Konvergenz (Biologie)

Konvergenz (Biologie)

Unter Konvergenz (auch Parallelismus oder konvergente Evolution) versteht man in der Biologie die Entwicklung von ähnlichen Merkmalen bei nicht näher verwandten Arten, die im Laufe der Evolution durch Anpassung an eine ähnliche Funktion und ähnliche Umweltbedingungen (ähnliche ökologische Nischen [1], "Stellenäquivalenz") ausgebildet wurden. Daraus folgt, dass sich bei verschiedenen Lebewesen beobachtete Formen direkt auf ihre Funktion für den Organismus zurückführen lassen und nicht unbedingt einen Rückschluss auf nahe Verwandtschaft zwischen zwei Arten liefern.

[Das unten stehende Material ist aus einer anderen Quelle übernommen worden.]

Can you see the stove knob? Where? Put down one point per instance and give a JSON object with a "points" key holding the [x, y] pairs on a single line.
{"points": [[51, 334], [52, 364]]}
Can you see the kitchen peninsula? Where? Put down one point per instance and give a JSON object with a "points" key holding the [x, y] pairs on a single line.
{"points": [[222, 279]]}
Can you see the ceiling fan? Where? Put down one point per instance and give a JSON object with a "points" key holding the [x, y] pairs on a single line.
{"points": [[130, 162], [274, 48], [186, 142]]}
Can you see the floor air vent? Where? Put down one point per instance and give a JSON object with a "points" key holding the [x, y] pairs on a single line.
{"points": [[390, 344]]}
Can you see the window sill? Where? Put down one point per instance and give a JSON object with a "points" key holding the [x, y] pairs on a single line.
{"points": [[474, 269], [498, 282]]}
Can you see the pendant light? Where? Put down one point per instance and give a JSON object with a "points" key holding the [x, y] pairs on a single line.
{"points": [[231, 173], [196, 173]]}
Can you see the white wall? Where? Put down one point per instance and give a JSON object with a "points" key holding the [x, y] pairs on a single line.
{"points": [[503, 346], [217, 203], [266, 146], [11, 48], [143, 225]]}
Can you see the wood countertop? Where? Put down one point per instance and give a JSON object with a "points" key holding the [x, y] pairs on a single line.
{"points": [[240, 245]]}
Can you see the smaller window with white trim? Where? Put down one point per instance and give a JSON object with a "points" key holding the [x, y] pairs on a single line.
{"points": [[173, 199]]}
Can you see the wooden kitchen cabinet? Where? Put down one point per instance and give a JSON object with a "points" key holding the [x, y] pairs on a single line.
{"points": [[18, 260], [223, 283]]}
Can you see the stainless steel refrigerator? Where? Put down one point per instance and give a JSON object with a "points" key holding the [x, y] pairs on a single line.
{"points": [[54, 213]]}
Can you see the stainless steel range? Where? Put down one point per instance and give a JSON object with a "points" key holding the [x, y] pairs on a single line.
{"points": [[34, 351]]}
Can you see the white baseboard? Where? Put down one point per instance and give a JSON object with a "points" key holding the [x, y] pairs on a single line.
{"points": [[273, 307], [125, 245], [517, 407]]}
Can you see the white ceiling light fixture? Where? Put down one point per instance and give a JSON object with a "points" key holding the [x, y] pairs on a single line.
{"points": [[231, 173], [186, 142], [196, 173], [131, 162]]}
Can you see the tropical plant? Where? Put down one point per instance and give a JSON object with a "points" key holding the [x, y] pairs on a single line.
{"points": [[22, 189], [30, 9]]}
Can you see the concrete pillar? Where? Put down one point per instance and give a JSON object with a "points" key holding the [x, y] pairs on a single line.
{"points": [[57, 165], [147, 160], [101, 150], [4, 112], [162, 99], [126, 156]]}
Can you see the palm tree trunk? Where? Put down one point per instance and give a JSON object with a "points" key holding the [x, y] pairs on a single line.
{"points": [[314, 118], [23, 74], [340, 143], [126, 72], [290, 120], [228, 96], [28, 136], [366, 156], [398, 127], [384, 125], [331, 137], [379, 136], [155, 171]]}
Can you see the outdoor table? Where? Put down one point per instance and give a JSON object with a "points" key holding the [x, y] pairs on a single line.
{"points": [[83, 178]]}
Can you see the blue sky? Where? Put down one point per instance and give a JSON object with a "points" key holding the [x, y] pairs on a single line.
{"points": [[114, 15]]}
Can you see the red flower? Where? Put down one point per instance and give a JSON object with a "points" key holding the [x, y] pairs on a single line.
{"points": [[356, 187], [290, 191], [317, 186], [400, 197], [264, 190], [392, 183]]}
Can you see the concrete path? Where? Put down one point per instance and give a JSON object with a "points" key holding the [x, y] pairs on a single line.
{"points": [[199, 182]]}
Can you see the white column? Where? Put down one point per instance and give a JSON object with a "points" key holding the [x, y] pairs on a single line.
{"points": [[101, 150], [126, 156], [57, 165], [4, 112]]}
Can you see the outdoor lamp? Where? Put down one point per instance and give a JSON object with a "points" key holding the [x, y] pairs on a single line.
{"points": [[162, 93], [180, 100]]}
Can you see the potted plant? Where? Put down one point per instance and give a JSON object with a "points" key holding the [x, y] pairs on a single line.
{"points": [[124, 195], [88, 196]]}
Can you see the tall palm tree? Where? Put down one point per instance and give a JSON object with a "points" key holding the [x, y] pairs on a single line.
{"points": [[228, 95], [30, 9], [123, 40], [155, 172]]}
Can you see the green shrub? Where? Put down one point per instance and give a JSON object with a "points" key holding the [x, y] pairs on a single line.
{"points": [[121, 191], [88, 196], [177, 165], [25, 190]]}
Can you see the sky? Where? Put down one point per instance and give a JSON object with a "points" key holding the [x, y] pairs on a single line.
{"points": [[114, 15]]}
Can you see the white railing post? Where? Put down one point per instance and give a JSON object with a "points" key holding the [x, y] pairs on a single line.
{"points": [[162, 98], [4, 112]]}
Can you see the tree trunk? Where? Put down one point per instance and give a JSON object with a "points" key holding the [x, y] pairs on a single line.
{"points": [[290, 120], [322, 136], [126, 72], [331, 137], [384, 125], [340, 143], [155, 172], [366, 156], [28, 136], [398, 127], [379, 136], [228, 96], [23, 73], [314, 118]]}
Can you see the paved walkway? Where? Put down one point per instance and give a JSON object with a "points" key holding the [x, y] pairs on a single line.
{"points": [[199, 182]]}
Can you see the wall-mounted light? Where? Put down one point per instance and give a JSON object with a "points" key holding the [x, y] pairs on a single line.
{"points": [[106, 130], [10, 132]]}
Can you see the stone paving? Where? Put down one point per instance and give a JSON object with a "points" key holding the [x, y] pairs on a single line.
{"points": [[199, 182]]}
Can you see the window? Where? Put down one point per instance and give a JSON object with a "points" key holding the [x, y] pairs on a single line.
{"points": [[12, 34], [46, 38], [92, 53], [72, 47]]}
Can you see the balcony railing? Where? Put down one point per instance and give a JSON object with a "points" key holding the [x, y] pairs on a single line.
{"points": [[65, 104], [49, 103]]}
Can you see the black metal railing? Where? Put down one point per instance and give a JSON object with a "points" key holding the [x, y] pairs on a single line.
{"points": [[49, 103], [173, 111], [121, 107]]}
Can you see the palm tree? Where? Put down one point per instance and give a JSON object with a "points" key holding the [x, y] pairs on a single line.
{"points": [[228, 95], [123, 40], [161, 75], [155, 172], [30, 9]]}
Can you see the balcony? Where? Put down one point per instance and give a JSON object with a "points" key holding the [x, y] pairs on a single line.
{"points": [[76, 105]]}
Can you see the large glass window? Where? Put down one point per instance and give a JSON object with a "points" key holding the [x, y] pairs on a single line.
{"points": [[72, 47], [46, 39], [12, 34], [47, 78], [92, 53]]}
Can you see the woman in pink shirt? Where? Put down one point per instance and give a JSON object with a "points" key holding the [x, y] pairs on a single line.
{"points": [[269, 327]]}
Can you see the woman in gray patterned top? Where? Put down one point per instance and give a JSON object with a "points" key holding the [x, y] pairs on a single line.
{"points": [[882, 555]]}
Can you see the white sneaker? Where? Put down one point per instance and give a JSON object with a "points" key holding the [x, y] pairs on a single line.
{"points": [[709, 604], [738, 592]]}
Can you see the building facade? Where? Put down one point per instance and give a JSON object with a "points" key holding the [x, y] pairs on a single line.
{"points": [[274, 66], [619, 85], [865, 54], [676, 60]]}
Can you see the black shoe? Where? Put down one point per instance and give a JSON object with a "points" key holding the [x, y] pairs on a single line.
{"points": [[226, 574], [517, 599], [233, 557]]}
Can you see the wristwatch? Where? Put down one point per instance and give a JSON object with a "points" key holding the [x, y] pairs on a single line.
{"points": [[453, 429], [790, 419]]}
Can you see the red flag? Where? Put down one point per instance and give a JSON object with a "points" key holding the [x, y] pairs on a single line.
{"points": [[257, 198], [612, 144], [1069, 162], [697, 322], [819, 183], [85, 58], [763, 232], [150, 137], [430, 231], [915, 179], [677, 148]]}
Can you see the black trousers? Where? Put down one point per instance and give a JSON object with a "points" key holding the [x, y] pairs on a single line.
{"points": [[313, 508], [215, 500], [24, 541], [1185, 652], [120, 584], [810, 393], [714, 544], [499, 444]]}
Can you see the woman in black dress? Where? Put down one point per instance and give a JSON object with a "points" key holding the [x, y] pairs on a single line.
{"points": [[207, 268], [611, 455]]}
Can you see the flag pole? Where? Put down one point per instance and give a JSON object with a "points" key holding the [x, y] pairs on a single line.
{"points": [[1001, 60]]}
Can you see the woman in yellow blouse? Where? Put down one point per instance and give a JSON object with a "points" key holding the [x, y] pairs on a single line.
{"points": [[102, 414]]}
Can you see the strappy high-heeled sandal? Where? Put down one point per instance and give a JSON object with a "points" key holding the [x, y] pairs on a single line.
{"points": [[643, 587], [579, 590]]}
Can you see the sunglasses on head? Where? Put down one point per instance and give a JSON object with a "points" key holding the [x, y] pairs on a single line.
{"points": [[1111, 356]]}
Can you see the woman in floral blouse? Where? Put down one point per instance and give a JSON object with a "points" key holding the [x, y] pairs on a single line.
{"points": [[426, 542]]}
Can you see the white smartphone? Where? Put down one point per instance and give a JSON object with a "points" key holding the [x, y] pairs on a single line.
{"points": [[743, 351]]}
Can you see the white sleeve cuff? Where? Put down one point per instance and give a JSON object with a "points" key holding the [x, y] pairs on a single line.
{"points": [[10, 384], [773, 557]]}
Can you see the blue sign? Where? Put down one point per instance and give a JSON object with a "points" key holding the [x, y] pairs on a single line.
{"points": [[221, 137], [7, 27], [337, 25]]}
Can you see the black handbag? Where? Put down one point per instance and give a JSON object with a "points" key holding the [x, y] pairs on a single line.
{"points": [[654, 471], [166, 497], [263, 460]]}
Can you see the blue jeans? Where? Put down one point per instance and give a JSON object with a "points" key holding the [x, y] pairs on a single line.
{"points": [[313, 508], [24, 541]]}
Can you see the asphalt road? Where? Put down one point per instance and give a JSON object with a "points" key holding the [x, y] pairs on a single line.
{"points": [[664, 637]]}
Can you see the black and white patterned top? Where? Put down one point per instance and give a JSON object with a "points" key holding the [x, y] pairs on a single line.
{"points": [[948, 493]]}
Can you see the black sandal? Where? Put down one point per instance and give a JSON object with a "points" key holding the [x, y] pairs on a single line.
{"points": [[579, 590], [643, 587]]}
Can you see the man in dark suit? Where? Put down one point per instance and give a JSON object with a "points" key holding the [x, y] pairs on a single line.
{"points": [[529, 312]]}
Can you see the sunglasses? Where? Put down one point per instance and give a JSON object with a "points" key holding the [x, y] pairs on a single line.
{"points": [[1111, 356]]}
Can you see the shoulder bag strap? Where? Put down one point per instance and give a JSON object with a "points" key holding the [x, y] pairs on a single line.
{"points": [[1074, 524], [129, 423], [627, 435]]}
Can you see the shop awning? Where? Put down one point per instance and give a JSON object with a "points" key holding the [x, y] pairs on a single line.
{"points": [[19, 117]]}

Übereinstimmende Merkmale, die aufgrund von Konvergenz entstehen, werden als konvergente Merkmale oder - vor allem in der Molekularbiologie - als Homoplasien bezeichnet. Merkmale, die übereinstimmen, weil sie von einem gemeinsamen Vorfahren stammen, werden als homolog bezeichnet.

Beispiele

Der ausgestorbene Beutelwolf, der nicht näher mit den Hunden verwandt ist, als Beispiel für konvergente Evolution
Die Dreikantige Wolfsmilch, eine beliebte Zimmerpflanze, ähnelt einem Kandelaberkaktus

Ein klassisches Beispiel sind die Schädel von Wolf und Beutelwolf oder die Gestalt von Ameisenbär und Erdferkel. Die Ursache für solche konvergenten Entwicklungen, die zu Analogien führten sind gleiche Selektionsfaktoren, die zu vergleichbaren Anpassungen geführt haben. „Das bekannteste Beispiel sind die Beuteltiere Australiens, [...] da keine Plazenta-Säugetiere in Australien vorhanden waren, entwickelten sie Anpassungstypen, die denen der nördlichen Halbkugel entsprechen.[2]

Ein weiteres Beispiel stellen die an die Fortbewegung unter Wasser angepassten Gliedmaßen von verschiedenen wasserlebenden Wirbeltieren dar, wie z. B. Schildkröten, Walen und Pinguinen, die zwar allesamt Abwandlungen des Grundbauplans einer fünfgliedrigen Extremität darstellen und somit homolog zueinander sind, sich jedoch aufgrund ihrer verschiedenen Abstammung aus Beinen oder Flügeln unabhängig voneinander entwickelt haben und somit zueinander analog sind. Es handelt sich also um Anpassungen an ähnliche Umweltbedingungen, die zu ähnlichen Formen und Funktionen führten. Wenn man im Stammbaum allerdings genügend weit zurück geht, stammen die Reptilien, Säuger und Vögel von einem gemeinsamen Vorfahren ab, der die fünfstrahlige Vorderextremität aufweist.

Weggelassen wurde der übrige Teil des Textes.